About the Long Tail…

Ali Rehan
Ali Rehan
Dec 18, 2020 · 5 min read

If you’re building a real-world Computer Vision/Artificial Intelligence product, you have to invest in strategies & tools to help solve the long tail of real-world scenarios. This might seem too obvious if you’re working in the field, for others who’re just starting, it’s a realization that doesn’t come soon enough.

Slide by Andrej Karpathy

Andrej Karpathy, in his talk at Tesla Autonomy Day 2019, shared Tesla’s approach to autonomy. Andrej is Sr. Director of AI at Tesla and arguably the top Computer Vision & Artificial Intelligence (CV/AI) practitioners worldwide. He ended his talk by sharing this image, which succinctly depicts the complex nature of the problem and challenges you have to overcome to build real-world Computer Vision & AI products.

A real-life, practical AI product has to solve a long tail of scenarios. The image shows how the first 90% of the problem is solved by addressing the most frequent cases that your product will encounter in the field. To get to 99%, you solve for variations and infrequent scenarios, but still commonly observable in the world. As you go deep after the decimal, you are up against crazy scenarios that are extremely rare in the real world.

Building commercially viable & accurate CV/AI products with great user experience requires engineers to go after, find and solve these crazy scenarios.

Thinking about the CV/AI products in this framework shapes your approach to solving these problems. Here’re a few recommendations.

Curate data, don’t just collect it.

Dataset size (alone) is a vanity metric. The data set’s size is often touted as a significant factor when thinking about model accuracy. The core assumption here is that with a large enough dataset, we’ll capture the world’s variations that will help generalize the model. While this is probably a fair assumption from an academic perspective, this does not work for products.

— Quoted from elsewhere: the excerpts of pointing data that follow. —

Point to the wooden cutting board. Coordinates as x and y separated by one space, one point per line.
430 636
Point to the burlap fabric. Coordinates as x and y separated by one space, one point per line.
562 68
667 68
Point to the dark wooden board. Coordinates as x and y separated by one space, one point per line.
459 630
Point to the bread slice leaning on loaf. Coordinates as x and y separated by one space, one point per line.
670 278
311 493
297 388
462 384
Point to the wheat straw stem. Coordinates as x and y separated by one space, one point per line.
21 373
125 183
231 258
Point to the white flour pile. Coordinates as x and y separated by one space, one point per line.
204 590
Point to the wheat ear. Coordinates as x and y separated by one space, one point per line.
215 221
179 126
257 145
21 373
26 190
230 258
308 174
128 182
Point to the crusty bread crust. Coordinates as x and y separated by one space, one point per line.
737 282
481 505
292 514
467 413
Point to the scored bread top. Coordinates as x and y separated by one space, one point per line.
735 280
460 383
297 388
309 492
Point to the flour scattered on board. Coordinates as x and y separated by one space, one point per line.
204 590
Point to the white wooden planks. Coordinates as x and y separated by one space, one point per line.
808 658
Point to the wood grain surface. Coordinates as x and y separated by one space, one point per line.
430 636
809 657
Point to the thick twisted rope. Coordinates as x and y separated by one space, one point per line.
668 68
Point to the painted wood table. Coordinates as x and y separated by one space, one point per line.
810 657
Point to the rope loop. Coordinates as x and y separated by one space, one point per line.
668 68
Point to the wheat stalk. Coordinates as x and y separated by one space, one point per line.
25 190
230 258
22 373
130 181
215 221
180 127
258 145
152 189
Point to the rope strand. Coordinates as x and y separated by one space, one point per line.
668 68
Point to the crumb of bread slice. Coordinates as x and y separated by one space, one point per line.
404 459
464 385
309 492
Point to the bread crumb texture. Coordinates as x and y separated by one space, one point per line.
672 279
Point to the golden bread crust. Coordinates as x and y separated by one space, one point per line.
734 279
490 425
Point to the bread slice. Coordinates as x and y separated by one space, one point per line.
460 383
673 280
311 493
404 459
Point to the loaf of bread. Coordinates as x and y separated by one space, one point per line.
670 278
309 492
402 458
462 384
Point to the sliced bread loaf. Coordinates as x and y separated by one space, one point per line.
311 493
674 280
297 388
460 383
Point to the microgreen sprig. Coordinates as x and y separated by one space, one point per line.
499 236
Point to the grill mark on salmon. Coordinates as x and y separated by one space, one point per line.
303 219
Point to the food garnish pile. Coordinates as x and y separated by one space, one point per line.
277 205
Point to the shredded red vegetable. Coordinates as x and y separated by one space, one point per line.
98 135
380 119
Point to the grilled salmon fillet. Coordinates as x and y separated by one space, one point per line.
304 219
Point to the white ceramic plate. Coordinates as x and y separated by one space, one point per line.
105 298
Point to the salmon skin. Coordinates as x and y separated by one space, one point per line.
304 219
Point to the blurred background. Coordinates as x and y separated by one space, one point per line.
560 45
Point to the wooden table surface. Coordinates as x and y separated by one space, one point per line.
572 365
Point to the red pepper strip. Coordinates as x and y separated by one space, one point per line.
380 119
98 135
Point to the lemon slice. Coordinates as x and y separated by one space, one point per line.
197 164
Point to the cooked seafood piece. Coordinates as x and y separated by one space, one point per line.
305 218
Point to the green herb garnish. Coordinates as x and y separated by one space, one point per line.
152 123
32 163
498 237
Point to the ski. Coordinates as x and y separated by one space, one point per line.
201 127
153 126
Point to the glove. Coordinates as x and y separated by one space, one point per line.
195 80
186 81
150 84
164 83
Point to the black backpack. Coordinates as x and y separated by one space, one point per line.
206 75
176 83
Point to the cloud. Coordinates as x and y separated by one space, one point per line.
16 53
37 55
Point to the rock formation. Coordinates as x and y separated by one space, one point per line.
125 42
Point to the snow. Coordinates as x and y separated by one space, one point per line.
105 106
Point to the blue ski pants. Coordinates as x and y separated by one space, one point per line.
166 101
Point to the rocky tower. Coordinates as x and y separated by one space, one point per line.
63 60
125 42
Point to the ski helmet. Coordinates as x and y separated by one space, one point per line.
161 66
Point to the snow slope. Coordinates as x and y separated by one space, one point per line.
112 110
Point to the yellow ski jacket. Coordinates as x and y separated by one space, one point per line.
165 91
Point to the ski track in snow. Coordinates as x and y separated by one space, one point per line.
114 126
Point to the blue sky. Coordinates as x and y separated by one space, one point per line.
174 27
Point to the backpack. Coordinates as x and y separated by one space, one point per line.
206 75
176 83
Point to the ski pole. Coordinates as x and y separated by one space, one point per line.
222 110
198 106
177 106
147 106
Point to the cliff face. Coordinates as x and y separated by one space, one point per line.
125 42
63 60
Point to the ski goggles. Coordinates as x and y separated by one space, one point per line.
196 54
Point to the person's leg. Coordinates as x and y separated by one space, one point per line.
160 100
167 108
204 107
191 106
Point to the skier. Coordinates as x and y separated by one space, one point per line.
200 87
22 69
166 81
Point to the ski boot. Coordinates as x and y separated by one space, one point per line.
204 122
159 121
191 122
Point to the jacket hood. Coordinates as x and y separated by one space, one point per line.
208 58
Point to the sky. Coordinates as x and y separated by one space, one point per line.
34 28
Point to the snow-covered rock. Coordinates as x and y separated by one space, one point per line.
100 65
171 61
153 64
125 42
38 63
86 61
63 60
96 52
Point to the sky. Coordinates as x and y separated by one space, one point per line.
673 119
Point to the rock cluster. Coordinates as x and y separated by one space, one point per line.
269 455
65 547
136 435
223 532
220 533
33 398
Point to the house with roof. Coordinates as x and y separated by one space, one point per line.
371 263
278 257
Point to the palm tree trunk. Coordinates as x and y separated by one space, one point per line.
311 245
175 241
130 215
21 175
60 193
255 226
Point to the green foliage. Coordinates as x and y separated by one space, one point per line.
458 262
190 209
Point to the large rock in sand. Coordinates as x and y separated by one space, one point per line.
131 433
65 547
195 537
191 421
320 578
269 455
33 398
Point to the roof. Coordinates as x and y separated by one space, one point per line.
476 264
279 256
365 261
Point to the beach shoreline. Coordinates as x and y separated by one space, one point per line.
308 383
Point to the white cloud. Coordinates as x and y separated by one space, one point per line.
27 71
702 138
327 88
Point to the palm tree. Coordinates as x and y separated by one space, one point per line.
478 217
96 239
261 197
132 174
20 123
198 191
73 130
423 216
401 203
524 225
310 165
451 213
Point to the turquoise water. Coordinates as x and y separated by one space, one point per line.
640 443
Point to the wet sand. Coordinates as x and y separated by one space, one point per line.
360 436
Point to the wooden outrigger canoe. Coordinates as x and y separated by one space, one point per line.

To build real-world products, you have to create a large dataset, but also a varied dataset.

Picking “random” and “representative” datasets may seem like a fair approach to start with but will fail quickly for many customers. Imagine building a lane line detection algorithm trained on 10 million random and statistically representative images from different US driving scenarios. While the accuracy numbers on test and validation datasets would be impressive, the reality is that the product on top would probably not work for North East US for four months in a year.

If you’re building an AI product, you have to curate datasets. Right from day one, you have to explicitly think about the users, use cases and different scenarios, and dedicate efforts towards collecting examples & datasets for each of those unique scenarios. Models built and trained with this process will perform better in the field, require fewer iterations and save valuable resources, both in time & money!

Observe models, don’t just monitor

“No plan survives contact with the enemy.” — Field Marshal Helmuth von Moltke.

Similarly, no model survives contact with real-world data. When you’ve trained and launched your model using a curated dataset, your work has just begun. The model will fall short on multiple levels, and the only way to improve the model is to observe its performance closely.

In concrete terms, you have to monitor the model’s accuracy by digging deep into the different variations of the data handled by the models (successfully or otherwise). You have to observe the model’s performance on known variations and identify new variations that were not explicitly handled previously.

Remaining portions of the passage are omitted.